Keluarga pejuang Aceh tempo dulu.@arsip |
“…Dengan gelora berahi seorang wanita yang hangat dan penuh gairah, ia melangkah ke atas ranjang peraduan pengantin, kehangatan dan kegairahan yang lebih berkobar dibandingkan dengan wanita-wanita di mana pun. Dan dengan gelora nafsu seperti itu pulalah ia melangkah ke medan pertempuran untuk bertarung. Ia tidak merasa takut mendampingi suaminya dan mengiringi pasukan-pasukan melakukan pertempuran di mana-mana. Ia keluar-masuk hutan belantara dengan menelan serba aneka kesulitan, kepahitan dan penderitaan. Sementara itu, pasukan-pasukan marsose mengintainya ke mana ia pergi…” tulis Zentgraaf dalam bukunya berjudul Atjeh ‘melukis’ sosok Cut Meutia.

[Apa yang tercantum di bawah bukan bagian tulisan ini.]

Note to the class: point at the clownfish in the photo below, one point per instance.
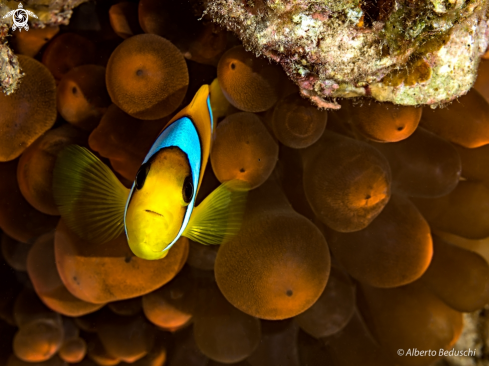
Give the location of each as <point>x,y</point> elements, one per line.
<point>160,206</point>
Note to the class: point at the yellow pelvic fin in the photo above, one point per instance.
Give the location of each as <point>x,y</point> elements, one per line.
<point>89,196</point>
<point>219,216</point>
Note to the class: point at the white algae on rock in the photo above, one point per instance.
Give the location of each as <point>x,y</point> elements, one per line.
<point>408,52</point>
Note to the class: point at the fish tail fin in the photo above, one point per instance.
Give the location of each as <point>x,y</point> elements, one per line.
<point>89,196</point>
<point>220,214</point>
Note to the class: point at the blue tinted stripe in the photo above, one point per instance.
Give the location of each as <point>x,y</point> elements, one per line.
<point>210,113</point>
<point>182,134</point>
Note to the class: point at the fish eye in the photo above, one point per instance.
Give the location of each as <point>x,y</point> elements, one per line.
<point>188,189</point>
<point>141,175</point>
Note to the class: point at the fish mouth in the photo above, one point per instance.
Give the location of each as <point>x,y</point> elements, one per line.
<point>156,213</point>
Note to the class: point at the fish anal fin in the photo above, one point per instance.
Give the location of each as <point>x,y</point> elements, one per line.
<point>220,214</point>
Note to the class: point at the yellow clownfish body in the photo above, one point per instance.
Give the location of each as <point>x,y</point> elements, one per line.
<point>160,207</point>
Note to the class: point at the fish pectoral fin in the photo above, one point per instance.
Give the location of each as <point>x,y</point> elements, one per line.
<point>220,214</point>
<point>89,196</point>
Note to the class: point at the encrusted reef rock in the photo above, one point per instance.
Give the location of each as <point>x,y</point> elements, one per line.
<point>408,52</point>
<point>49,13</point>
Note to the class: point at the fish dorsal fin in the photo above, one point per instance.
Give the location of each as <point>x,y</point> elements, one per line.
<point>89,196</point>
<point>220,214</point>
<point>200,113</point>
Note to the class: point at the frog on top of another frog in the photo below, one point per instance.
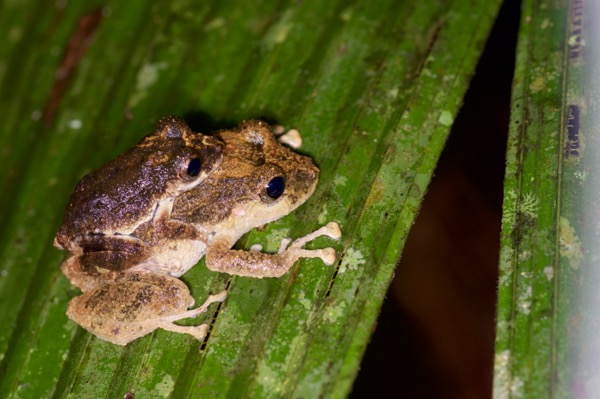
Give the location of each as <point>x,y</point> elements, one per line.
<point>130,234</point>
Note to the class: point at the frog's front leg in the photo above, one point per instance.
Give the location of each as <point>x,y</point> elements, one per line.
<point>135,304</point>
<point>220,257</point>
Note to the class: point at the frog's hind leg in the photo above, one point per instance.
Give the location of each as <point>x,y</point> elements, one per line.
<point>199,332</point>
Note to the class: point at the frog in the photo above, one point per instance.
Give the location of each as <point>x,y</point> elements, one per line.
<point>257,180</point>
<point>131,194</point>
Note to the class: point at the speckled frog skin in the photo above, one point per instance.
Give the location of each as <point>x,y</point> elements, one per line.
<point>247,179</point>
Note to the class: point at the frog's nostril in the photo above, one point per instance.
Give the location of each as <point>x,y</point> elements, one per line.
<point>276,187</point>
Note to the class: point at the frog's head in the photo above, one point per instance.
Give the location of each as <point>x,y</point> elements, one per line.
<point>259,181</point>
<point>177,159</point>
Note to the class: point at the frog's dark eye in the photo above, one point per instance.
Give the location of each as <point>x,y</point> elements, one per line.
<point>275,187</point>
<point>194,166</point>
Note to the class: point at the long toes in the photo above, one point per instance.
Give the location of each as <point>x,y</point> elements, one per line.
<point>328,255</point>
<point>333,230</point>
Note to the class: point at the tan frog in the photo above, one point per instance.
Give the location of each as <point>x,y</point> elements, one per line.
<point>257,181</point>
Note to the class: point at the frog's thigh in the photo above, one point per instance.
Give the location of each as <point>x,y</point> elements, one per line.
<point>132,306</point>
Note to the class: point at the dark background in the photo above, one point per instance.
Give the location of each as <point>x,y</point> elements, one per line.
<point>435,334</point>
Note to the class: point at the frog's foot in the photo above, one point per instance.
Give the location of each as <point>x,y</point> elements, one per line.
<point>199,332</point>
<point>220,297</point>
<point>296,250</point>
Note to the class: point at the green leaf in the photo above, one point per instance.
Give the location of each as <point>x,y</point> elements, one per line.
<point>546,343</point>
<point>373,86</point>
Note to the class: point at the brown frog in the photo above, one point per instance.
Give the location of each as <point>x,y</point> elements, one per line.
<point>257,181</point>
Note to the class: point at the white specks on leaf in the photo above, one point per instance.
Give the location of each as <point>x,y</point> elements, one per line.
<point>333,313</point>
<point>505,384</point>
<point>570,245</point>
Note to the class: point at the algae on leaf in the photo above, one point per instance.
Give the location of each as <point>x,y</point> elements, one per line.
<point>546,343</point>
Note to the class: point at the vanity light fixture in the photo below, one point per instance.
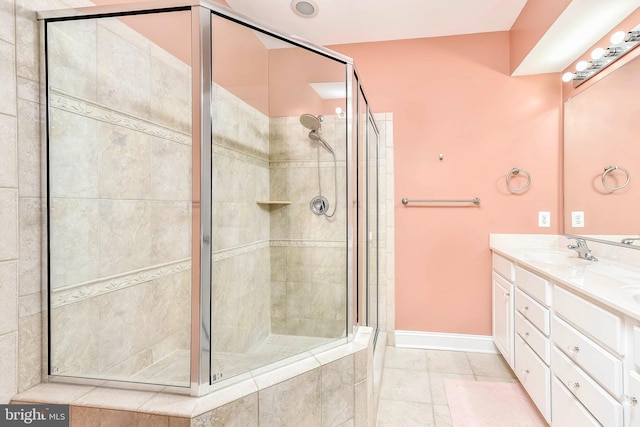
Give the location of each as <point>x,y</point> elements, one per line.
<point>622,42</point>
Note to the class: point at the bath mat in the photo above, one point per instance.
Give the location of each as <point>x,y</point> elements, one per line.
<point>495,404</point>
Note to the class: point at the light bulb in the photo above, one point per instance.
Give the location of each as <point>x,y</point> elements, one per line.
<point>618,37</point>
<point>582,65</point>
<point>597,53</point>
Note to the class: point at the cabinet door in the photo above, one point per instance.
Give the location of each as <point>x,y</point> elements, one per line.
<point>502,320</point>
<point>633,400</point>
<point>534,376</point>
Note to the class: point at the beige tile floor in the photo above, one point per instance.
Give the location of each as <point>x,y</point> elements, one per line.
<point>412,391</point>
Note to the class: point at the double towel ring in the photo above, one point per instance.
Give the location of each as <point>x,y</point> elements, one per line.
<point>514,172</point>
<point>610,169</point>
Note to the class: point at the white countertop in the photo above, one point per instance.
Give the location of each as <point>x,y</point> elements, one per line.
<point>613,281</point>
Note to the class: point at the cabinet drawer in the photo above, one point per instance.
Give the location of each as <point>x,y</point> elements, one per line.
<point>534,285</point>
<point>566,410</point>
<point>532,311</point>
<point>534,376</point>
<point>596,400</point>
<point>597,323</point>
<point>536,340</point>
<point>503,267</point>
<point>601,365</point>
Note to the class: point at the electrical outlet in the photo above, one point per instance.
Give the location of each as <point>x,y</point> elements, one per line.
<point>577,218</point>
<point>544,219</point>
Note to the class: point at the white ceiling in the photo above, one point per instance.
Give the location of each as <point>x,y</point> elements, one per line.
<point>582,24</point>
<point>354,21</point>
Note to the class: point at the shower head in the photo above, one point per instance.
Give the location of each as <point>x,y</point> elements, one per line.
<point>310,121</point>
<point>314,136</point>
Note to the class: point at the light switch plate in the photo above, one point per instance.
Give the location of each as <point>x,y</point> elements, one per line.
<point>577,218</point>
<point>544,219</point>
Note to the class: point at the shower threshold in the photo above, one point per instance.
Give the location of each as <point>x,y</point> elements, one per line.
<point>173,369</point>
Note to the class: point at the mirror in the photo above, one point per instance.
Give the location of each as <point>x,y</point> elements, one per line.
<point>602,159</point>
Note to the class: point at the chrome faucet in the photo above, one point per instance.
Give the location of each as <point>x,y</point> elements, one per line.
<point>583,250</point>
<point>629,240</point>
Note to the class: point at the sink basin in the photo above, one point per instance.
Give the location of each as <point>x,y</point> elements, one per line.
<point>633,291</point>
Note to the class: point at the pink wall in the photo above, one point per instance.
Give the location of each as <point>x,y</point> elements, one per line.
<point>534,21</point>
<point>454,95</point>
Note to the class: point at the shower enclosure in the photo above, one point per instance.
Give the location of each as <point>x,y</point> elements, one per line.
<point>211,193</point>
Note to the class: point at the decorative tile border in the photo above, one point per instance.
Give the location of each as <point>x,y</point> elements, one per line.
<point>95,111</point>
<point>229,152</point>
<point>309,243</point>
<point>81,291</point>
<point>285,164</point>
<point>263,244</point>
<point>239,250</point>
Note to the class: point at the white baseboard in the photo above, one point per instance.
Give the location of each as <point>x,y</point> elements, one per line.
<point>442,341</point>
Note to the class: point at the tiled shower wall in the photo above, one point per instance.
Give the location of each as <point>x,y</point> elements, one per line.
<point>240,240</point>
<point>20,212</point>
<point>308,294</point>
<point>21,325</point>
<point>120,189</point>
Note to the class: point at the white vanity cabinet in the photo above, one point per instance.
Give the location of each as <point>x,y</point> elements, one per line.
<point>532,328</point>
<point>502,306</point>
<point>577,357</point>
<point>632,397</point>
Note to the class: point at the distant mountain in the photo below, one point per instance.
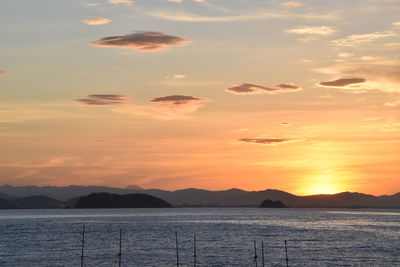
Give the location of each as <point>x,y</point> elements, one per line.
<point>32,202</point>
<point>61,192</point>
<point>4,204</point>
<point>106,200</point>
<point>272,204</point>
<point>227,198</point>
<point>36,202</point>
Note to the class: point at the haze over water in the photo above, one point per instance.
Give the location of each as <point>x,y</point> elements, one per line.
<point>316,237</point>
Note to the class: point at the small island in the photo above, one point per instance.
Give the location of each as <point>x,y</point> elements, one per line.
<point>109,201</point>
<point>272,204</point>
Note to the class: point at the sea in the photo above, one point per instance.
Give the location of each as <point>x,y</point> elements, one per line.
<point>224,237</point>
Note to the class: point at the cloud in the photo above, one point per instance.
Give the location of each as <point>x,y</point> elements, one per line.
<point>124,2</point>
<point>313,30</point>
<point>392,45</point>
<point>357,39</point>
<point>265,141</point>
<point>345,55</point>
<point>175,107</point>
<point>178,99</point>
<point>251,89</point>
<point>292,4</point>
<point>343,83</point>
<point>96,21</point>
<point>103,99</point>
<point>395,103</point>
<point>379,75</point>
<point>142,41</point>
<point>92,4</point>
<point>191,17</point>
<point>289,86</point>
<point>179,76</point>
<point>371,58</point>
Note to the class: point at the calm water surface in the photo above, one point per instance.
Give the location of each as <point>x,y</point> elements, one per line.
<point>225,236</point>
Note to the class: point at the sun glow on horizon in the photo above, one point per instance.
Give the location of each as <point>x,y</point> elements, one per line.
<point>323,184</point>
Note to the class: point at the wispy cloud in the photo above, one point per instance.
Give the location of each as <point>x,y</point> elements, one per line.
<point>123,2</point>
<point>393,45</point>
<point>142,41</point>
<point>191,17</point>
<point>178,99</point>
<point>343,83</point>
<point>92,4</point>
<point>251,89</point>
<point>292,4</point>
<point>265,141</point>
<point>103,99</point>
<point>395,103</point>
<point>175,107</point>
<point>313,30</point>
<point>96,21</point>
<point>381,75</point>
<point>357,39</point>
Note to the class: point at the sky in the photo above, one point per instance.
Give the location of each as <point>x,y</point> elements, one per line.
<point>301,96</point>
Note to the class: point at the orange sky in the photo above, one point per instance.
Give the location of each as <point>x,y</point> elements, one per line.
<point>297,96</point>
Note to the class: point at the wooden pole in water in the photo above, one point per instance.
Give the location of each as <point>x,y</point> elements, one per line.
<point>262,254</point>
<point>287,259</point>
<point>194,251</point>
<point>177,249</point>
<point>120,248</point>
<point>255,253</point>
<point>83,244</point>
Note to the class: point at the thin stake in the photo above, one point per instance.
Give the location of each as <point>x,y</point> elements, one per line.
<point>262,253</point>
<point>120,248</point>
<point>177,249</point>
<point>255,253</point>
<point>83,244</point>
<point>287,259</point>
<point>194,251</point>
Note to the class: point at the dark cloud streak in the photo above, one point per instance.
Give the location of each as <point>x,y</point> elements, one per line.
<point>251,89</point>
<point>343,82</point>
<point>265,141</point>
<point>103,99</point>
<point>177,99</point>
<point>142,41</point>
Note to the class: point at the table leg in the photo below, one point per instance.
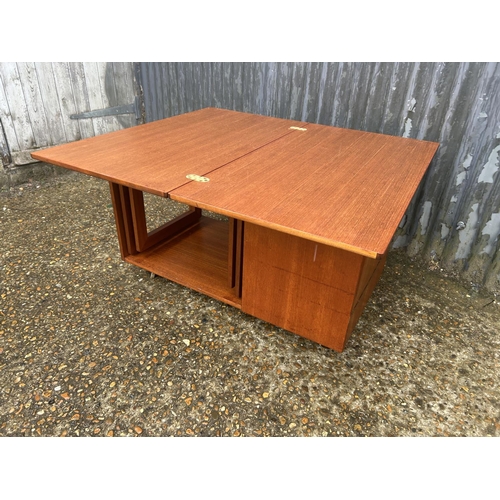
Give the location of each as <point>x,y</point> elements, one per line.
<point>130,217</point>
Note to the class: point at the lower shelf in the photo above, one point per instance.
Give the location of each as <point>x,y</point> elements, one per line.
<point>196,258</point>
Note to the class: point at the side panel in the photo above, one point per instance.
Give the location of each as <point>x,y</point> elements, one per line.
<point>301,286</point>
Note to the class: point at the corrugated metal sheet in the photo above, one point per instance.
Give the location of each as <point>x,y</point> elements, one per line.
<point>454,220</point>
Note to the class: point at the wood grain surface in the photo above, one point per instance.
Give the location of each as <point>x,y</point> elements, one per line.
<point>196,258</point>
<point>340,187</point>
<point>156,157</point>
<point>304,287</point>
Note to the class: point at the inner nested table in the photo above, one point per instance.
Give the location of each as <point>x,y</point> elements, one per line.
<point>311,210</point>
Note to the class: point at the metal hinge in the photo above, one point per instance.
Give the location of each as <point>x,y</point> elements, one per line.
<point>127,109</point>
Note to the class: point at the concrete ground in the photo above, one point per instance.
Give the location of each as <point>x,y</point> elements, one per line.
<point>92,346</point>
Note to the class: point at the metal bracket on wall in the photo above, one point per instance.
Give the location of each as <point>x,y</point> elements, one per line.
<point>127,109</point>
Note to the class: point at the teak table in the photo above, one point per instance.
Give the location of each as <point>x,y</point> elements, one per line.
<point>311,210</point>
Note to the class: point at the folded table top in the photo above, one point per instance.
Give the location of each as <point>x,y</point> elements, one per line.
<point>340,187</point>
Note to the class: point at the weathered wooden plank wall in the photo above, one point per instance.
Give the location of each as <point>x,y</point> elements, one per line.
<point>454,220</point>
<point>37,99</point>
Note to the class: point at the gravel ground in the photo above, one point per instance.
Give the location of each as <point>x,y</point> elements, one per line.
<point>92,346</point>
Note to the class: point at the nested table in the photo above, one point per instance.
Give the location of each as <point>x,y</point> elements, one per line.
<point>311,210</point>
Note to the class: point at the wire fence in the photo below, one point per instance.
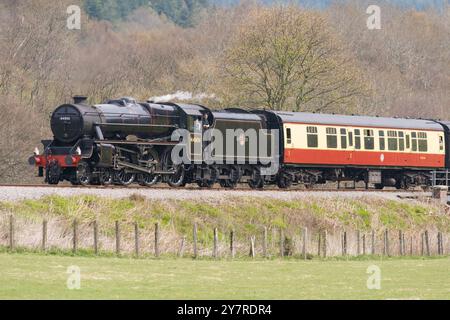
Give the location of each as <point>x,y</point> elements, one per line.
<point>131,239</point>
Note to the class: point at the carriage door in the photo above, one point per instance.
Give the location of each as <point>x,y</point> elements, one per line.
<point>196,134</point>
<point>345,146</point>
<point>350,146</point>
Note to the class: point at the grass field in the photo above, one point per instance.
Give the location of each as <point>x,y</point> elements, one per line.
<point>34,276</point>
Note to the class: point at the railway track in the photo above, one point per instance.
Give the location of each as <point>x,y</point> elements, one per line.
<point>166,187</point>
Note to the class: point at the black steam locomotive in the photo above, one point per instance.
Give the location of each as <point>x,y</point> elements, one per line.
<point>123,141</point>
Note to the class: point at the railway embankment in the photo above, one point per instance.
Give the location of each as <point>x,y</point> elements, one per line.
<point>227,224</point>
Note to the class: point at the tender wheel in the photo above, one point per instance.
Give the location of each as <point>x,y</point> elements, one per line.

Cut Meutia merupakan putri Teuku Ben Daud yang lahir di tahun 1880, tepat setelah tiga tahun pecah perang antara Kerajaan Aceh melawan Belanda. Dia merupakan keturunan Tok Bineh Blang, seorang bangsawan yang juga ulama dan mempunyai hubungan erat dengan Istana Darud Dunia.
Lukisan Zentgraaf terhadap Cut Meutia berdasarkan fakta yang terjadi. Sebagai seorang perempuan, Cut Meutia setelah bercerai dengan Teuku Syamsyarif kemudian menikah dengan Teuku Cut Muhammad. Sebagai suami istri, pasangan ini hidup romantis terlebih di awal-awal pernikahannya yang dilukis Zentgraaf sebagai masa ‘bulan madu’.
Bulan madu Cut Meutia bersama suami keduanya dimeriahkan genderang perang dan dentuman meriam yang memuntahkan peluru. Bersama suaminya, Cut Meutia berperang di berbagai medan di kawasan Aceh Utara. Ada dua tahapan perang yang dialami Cut Meutia, yaitu perang frontal dan perang gerilya di hutan-hutan Pasai.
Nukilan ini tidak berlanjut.